The S&P 500 and Nasdaq Composite both smashed through to record highs on Thursday after new US employment data turned out stronger than Wall Street expected.

This came straight from the Bureau of Labor Statistics, which said 147,000 nonfarm jobs were added in June, well above the 110,000 that economists had predicted. It even beat May’s total, which was revised up to 144,000.

That unexpected jump in hiring sent stocks higher across the board. The Dow Jones Industrial Average moved up 381 points, or 0.9%, while the S&P 500 climbed 0.8% and the Nasdaq rose 1%.

The unemployment rate also dropped to 4.1%, while economists had expected it to rise to 4.3%. That decline, paired with the better hiring figures, completely flipped the narrative from the day before when ADP released a private sector report that said 33,000 jobs were lost in June, raising red flags about the health of the labor market.

Bond yields surge as it becomes glaringly evident the Fed won’t cut rates until September

The hiring surprise also hit the bond market. Treasury yields jumped, and traders began ditching their bets that the Federal Reserve would cut interest rates anytime soon.

Futures traders using the CME Group’s FedWatch tool now see a 95% chance that the Fed will leave rates unchanged at its July meeting. The market immediately priced in a longer hold on monetary policy, sending yields higher and erasing expectations of imminent easing.

There’s also political pressure brewing. Investors are closely watching President Donald Trump, who returned to the White House in January and is now pushing forward on several fronts. On Wednesday, Trump confirmed a new US-Vietnam trade agreement, and traders are bracing for more announcements.

His 90-day pause on tariffs ends next week, and everyone on Wall Street knows he’s eyeing the calendar. If he decides to tighten the trade screws, stocks could react quickly. Still, most investors seem to be leaning optimistic for now.

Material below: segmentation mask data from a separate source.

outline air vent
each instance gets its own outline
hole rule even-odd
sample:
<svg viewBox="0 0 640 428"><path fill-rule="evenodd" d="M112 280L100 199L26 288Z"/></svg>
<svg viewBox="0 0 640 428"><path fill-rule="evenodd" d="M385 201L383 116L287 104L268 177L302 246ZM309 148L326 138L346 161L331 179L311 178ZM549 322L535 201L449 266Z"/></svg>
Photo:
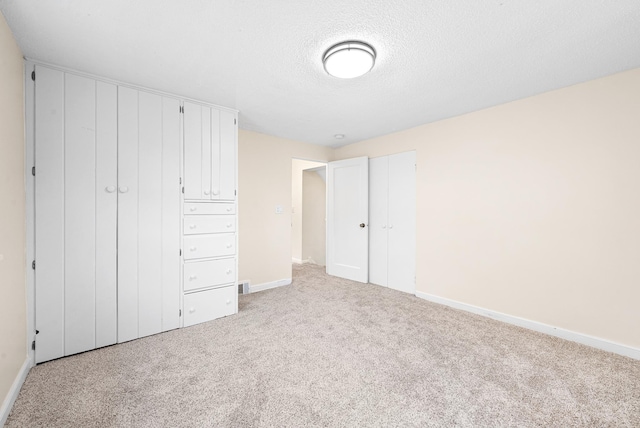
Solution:
<svg viewBox="0 0 640 428"><path fill-rule="evenodd" d="M249 281L243 281L238 284L238 294L249 294Z"/></svg>

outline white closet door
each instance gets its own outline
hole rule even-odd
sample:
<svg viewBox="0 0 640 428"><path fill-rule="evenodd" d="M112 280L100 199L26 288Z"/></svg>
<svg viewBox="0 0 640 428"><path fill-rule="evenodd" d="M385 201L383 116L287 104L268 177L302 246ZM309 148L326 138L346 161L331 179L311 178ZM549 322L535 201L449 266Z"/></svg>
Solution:
<svg viewBox="0 0 640 428"><path fill-rule="evenodd" d="M200 167L202 169L202 175L200 180L202 182L202 199L211 199L213 193L211 192L211 173L212 173L212 148L211 148L211 108L205 106L200 107L200 123L202 126L200 147L202 147L202 153L200 155ZM214 110L215 111L215 110ZM217 129L216 129L217 131ZM217 132L216 132L217 134Z"/></svg>
<svg viewBox="0 0 640 428"><path fill-rule="evenodd" d="M220 199L220 110L209 109L211 112L211 134L209 165L211 165L211 199ZM204 162L204 157L203 157Z"/></svg>
<svg viewBox="0 0 640 428"><path fill-rule="evenodd" d="M202 187L202 107L184 103L184 198L208 199Z"/></svg>
<svg viewBox="0 0 640 428"><path fill-rule="evenodd" d="M219 185L213 187L215 194L219 190L219 199L236 198L236 116L220 111L220 176Z"/></svg>
<svg viewBox="0 0 640 428"><path fill-rule="evenodd" d="M369 159L369 282L387 286L389 157Z"/></svg>
<svg viewBox="0 0 640 428"><path fill-rule="evenodd" d="M327 164L327 273L359 282L369 278L369 160Z"/></svg>
<svg viewBox="0 0 640 428"><path fill-rule="evenodd" d="M36 67L36 363L64 356L64 73Z"/></svg>
<svg viewBox="0 0 640 428"><path fill-rule="evenodd" d="M36 67L36 362L115 343L116 92Z"/></svg>
<svg viewBox="0 0 640 428"><path fill-rule="evenodd" d="M416 152L389 156L388 286L415 293Z"/></svg>
<svg viewBox="0 0 640 428"><path fill-rule="evenodd" d="M123 342L177 326L180 136L177 100L122 87L118 94L118 342Z"/></svg>

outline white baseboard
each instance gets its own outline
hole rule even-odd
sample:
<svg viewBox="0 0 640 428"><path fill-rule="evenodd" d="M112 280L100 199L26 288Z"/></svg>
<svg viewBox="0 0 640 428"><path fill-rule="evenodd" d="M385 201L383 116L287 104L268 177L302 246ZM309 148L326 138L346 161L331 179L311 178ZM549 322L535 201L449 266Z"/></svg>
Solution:
<svg viewBox="0 0 640 428"><path fill-rule="evenodd" d="M524 327L529 330L534 330L540 333L545 333L551 336L559 337L561 339L566 339L572 342L581 343L583 345L591 346L592 348L597 348L603 351L613 352L614 354L619 354L625 357L630 357L636 360L640 360L640 349L633 348L631 346L622 345L620 343L611 342L605 339L600 339L598 337L589 336L587 334L577 333L571 330L565 330L563 328L554 327L552 325L543 324L541 322L532 321L525 318L516 317L513 315L503 314L501 312L492 311L492 310L481 308L478 306L468 305L466 303L458 302L456 300L434 296L433 294L429 294L429 293L416 291L416 297L428 300L430 302L439 303L441 305L450 306L455 309L461 309L463 311L482 315L484 317L493 318L495 320L506 322L508 324L517 325L518 327Z"/></svg>
<svg viewBox="0 0 640 428"><path fill-rule="evenodd" d="M302 260L300 260L300 259L296 259L296 258L294 258L294 257L292 257L292 258L291 258L291 262L292 262L292 263L295 263L295 264L297 264L297 265L300 265L300 264L302 264L302 263L303 263L303 262L302 262Z"/></svg>
<svg viewBox="0 0 640 428"><path fill-rule="evenodd" d="M11 413L11 409L13 408L13 403L16 402L16 398L18 398L18 394L20 393L20 388L22 388L22 384L27 378L27 374L29 374L30 369L31 360L27 357L24 360L24 364L22 364L22 367L20 367L20 371L13 381L11 388L9 388L9 392L7 392L7 396L2 402L2 407L0 407L0 427L3 427L7 422L9 413Z"/></svg>
<svg viewBox="0 0 640 428"><path fill-rule="evenodd" d="M252 285L249 287L249 292L255 293L257 291L269 290L271 288L282 287L283 285L289 284L291 284L291 278L285 278L278 281L265 282L264 284Z"/></svg>

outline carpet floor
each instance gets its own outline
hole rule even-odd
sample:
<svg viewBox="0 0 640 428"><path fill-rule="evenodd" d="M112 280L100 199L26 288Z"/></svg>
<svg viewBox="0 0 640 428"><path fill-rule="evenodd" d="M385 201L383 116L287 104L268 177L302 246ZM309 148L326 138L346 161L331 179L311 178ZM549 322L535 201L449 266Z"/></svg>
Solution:
<svg viewBox="0 0 640 428"><path fill-rule="evenodd" d="M640 361L294 269L237 315L33 368L8 427L640 426Z"/></svg>

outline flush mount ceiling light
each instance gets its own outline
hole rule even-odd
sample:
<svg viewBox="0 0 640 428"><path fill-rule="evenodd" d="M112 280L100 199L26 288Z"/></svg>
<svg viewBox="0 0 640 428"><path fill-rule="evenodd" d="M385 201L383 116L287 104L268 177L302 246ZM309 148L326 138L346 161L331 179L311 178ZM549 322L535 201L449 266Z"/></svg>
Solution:
<svg viewBox="0 0 640 428"><path fill-rule="evenodd" d="M341 79L362 76L373 68L376 51L362 42L342 42L327 50L322 63L327 73Z"/></svg>

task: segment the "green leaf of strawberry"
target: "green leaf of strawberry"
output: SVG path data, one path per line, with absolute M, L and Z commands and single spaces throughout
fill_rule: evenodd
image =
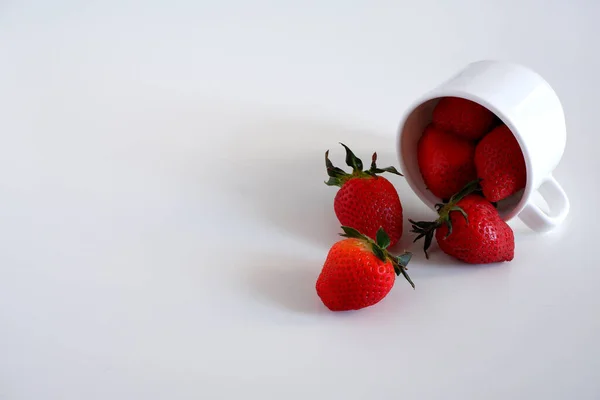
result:
M 377 153 L 376 152 L 373 153 L 373 156 L 371 157 L 371 168 L 368 171 L 366 171 L 366 173 L 374 176 L 375 174 L 382 174 L 384 172 L 390 172 L 392 174 L 404 176 L 400 172 L 398 172 L 398 170 L 394 167 L 378 168 L 377 167 Z
M 348 148 L 344 143 L 340 143 L 346 149 L 346 164 L 349 167 L 352 167 L 352 173 L 347 173 L 343 169 L 338 168 L 333 165 L 331 160 L 329 159 L 329 150 L 325 152 L 325 167 L 327 168 L 327 175 L 329 176 L 329 180 L 325 182 L 328 186 L 342 186 L 347 180 L 350 178 L 369 178 L 376 177 L 377 174 L 382 174 L 384 172 L 389 172 L 392 174 L 396 174 L 399 176 L 404 176 L 398 170 L 392 166 L 379 168 L 377 167 L 377 153 L 373 153 L 373 157 L 371 159 L 371 168 L 363 171 L 363 163 L 362 160 Z
M 448 227 L 448 233 L 446 237 L 452 234 L 452 221 L 450 219 L 450 213 L 453 211 L 460 212 L 467 223 L 469 222 L 469 218 L 467 213 L 459 206 L 457 206 L 458 202 L 460 202 L 463 198 L 470 194 L 481 192 L 481 186 L 479 185 L 479 179 L 471 181 L 465 185 L 458 193 L 454 194 L 448 202 L 443 204 L 436 204 L 435 208 L 439 214 L 439 218 L 435 221 L 413 221 L 409 219 L 408 222 L 412 224 L 412 233 L 416 233 L 417 237 L 413 240 L 413 243 L 417 240 L 425 237 L 425 242 L 423 244 L 423 250 L 425 251 L 425 257 L 429 259 L 429 253 L 427 250 L 431 246 L 431 242 L 433 240 L 433 235 L 435 231 L 442 225 L 446 224 Z
M 377 231 L 376 240 L 371 239 L 370 237 L 349 226 L 342 226 L 342 230 L 344 233 L 340 233 L 340 236 L 345 238 L 360 239 L 370 245 L 373 254 L 375 254 L 381 261 L 385 262 L 390 260 L 394 265 L 396 275 L 402 274 L 402 276 L 404 276 L 408 283 L 410 283 L 413 289 L 415 288 L 415 284 L 410 279 L 410 276 L 408 276 L 406 273 L 406 266 L 412 257 L 412 253 L 404 252 L 399 256 L 391 255 L 387 250 L 387 247 L 390 245 L 390 238 L 383 228 L 379 228 Z
M 362 160 L 354 155 L 352 150 L 348 148 L 344 143 L 340 143 L 346 149 L 346 165 L 352 167 L 354 172 L 362 172 L 363 163 Z
M 381 247 L 382 249 L 387 249 L 388 246 L 390 245 L 390 237 L 388 236 L 387 233 L 385 233 L 383 228 L 379 228 L 379 230 L 377 231 L 376 240 L 377 240 L 377 245 L 379 247 Z

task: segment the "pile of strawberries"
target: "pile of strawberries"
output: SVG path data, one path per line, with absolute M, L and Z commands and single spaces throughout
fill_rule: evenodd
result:
M 345 145 L 351 173 L 335 167 L 325 153 L 330 186 L 339 186 L 334 211 L 345 239 L 335 243 L 317 279 L 316 290 L 332 311 L 357 310 L 381 301 L 396 276 L 415 285 L 406 269 L 412 254 L 394 256 L 403 233 L 403 209 L 394 186 L 380 174 L 377 153 L 365 170 Z M 417 158 L 427 189 L 442 199 L 437 219 L 413 221 L 414 241 L 423 238 L 427 258 L 433 237 L 440 249 L 469 264 L 511 261 L 514 234 L 502 220 L 497 202 L 525 187 L 521 148 L 510 131 L 487 108 L 466 99 L 442 98 L 418 143 Z

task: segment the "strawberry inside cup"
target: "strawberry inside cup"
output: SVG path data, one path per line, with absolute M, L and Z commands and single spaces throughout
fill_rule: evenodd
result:
M 418 104 L 399 139 L 402 170 L 426 202 L 445 202 L 473 180 L 501 214 L 520 202 L 527 183 L 521 147 L 501 118 L 474 100 L 448 96 Z
M 497 121 L 493 112 L 461 97 L 441 98 L 432 118 L 437 128 L 469 140 L 481 139 Z
M 498 126 L 477 144 L 475 167 L 483 195 L 491 202 L 512 196 L 527 183 L 523 152 L 506 125 Z
M 477 179 L 475 143 L 468 139 L 430 124 L 419 139 L 417 151 L 427 188 L 441 199 L 449 199 Z

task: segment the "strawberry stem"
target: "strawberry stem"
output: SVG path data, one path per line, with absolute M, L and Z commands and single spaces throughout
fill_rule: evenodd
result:
M 382 174 L 384 172 L 390 172 L 392 174 L 403 176 L 398 170 L 394 167 L 385 167 L 379 168 L 377 167 L 377 153 L 373 153 L 371 158 L 371 168 L 363 171 L 363 163 L 362 160 L 350 150 L 348 146 L 343 143 L 340 143 L 344 149 L 346 149 L 346 164 L 349 167 L 352 167 L 352 173 L 347 173 L 341 168 L 338 168 L 333 165 L 331 160 L 329 159 L 329 150 L 325 152 L 325 167 L 327 168 L 327 175 L 329 176 L 329 180 L 325 182 L 328 186 L 342 186 L 346 183 L 350 178 L 377 178 L 377 174 Z
M 400 254 L 399 256 L 394 256 L 394 255 L 390 254 L 387 250 L 387 247 L 390 245 L 390 237 L 388 236 L 388 234 L 385 232 L 385 230 L 383 228 L 380 227 L 377 230 L 376 241 L 374 241 L 373 239 L 371 239 L 370 237 L 368 237 L 366 235 L 363 235 L 358 230 L 351 228 L 349 226 L 342 226 L 342 230 L 344 231 L 344 233 L 340 233 L 340 236 L 347 237 L 347 238 L 360 239 L 360 240 L 368 243 L 371 246 L 371 251 L 381 261 L 383 261 L 383 262 L 386 262 L 388 260 L 391 261 L 392 265 L 394 266 L 394 272 L 396 272 L 396 275 L 398 275 L 398 276 L 402 275 L 408 281 L 408 283 L 410 283 L 412 288 L 413 289 L 415 288 L 415 284 L 413 283 L 412 279 L 410 279 L 410 276 L 408 276 L 408 273 L 406 272 L 406 270 L 408 269 L 407 265 L 412 257 L 412 253 L 405 251 L 404 253 Z
M 450 219 L 451 212 L 460 212 L 463 215 L 463 217 L 465 217 L 467 223 L 469 223 L 469 217 L 467 216 L 467 213 L 457 204 L 469 194 L 480 192 L 481 186 L 479 182 L 480 179 L 467 183 L 465 187 L 463 187 L 459 192 L 455 193 L 450 198 L 450 200 L 448 200 L 445 203 L 436 204 L 435 210 L 437 211 L 439 217 L 435 221 L 413 221 L 412 219 L 408 220 L 408 222 L 412 224 L 411 232 L 417 234 L 417 236 L 413 240 L 413 243 L 415 243 L 421 238 L 425 238 L 425 242 L 423 244 L 425 258 L 429 259 L 429 253 L 427 252 L 427 250 L 431 246 L 431 242 L 433 241 L 433 235 L 435 234 L 436 229 L 438 229 L 443 224 L 446 224 L 446 226 L 448 226 L 448 233 L 446 234 L 446 237 L 452 234 L 452 221 Z

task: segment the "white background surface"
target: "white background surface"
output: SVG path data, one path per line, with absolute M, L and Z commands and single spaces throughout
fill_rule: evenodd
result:
M 83 3 L 0 2 L 2 400 L 600 398 L 598 2 Z M 324 151 L 398 165 L 405 108 L 483 58 L 560 96 L 567 222 L 327 311 Z

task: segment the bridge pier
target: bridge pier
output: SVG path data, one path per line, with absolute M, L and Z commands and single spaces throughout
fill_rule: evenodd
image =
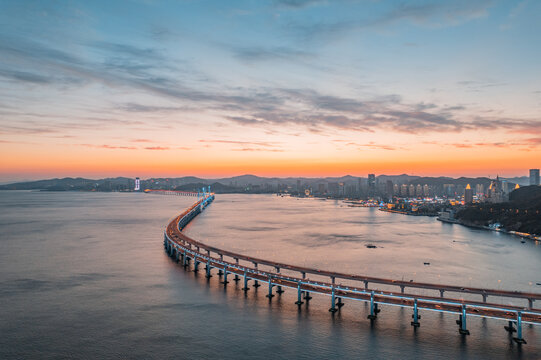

Ellerbroek said that even though tariffs will hit some businesses hard, “the market is going to digest that without too much trouble.” His view reflects a growing belief among traders that the economic data is strong enough to handle a little trade pain without falling apart.

Tax bill advances as markets close early

Beyond trade, Trump’s tax legislation is moving. The bill cleared the Senate on Tuesday and was sent back to the House, where Republicans advanced it again on Thursday. The measure is now waiting for a final vote, and if it passes, it could reshape the corporate tax landscape heading into the fall.

Despite all the noise, Thursday’s trading was short. Both the New York Stock Exchange and the Nasdaq closed at 1 p.m. Eastern Time, ahead of the Independence Day holiday on Friday, when US markets will remain closed.

Even with the shorter session, momentum stayed strong. The S&P 500 and Nasdaq Composite are both 1.5% higher for the week so far, and the Dow is up 2.1%. That strength isn’t just in the big indexes—it’s showing up in individual names, too. A total of 36 stocks in the S&P 500 hit new 52-week highs during Thursday’s session. Even more impressive, 25 of them reached fresh all-time highs.

Some of the most well-known companies joined that list. Royal Caribbean reached its highest price since going public in 1993. American Express broke through records going back to its 1977 IPO. Capital One, Goldman Sachs, JPMorgan, and Loews also made new highs, along with Morgan Stanley, Nasdaq Inc., CrowdStrike, Nvidia, and Oracle. These were the highest levels seen since those companies first went public, some of them decades ago.

And the rally wasn’t just for the big names. Smaller stocks got a lift too. The Russell 2000, which tracks smaller companies, rose 0.6% during Thursday morning trading. That was enough to push the index into positive territory for the year. Since its low point in April, the Russell has bounced back by almost 24%, showing that momentum is spreading across the whole market.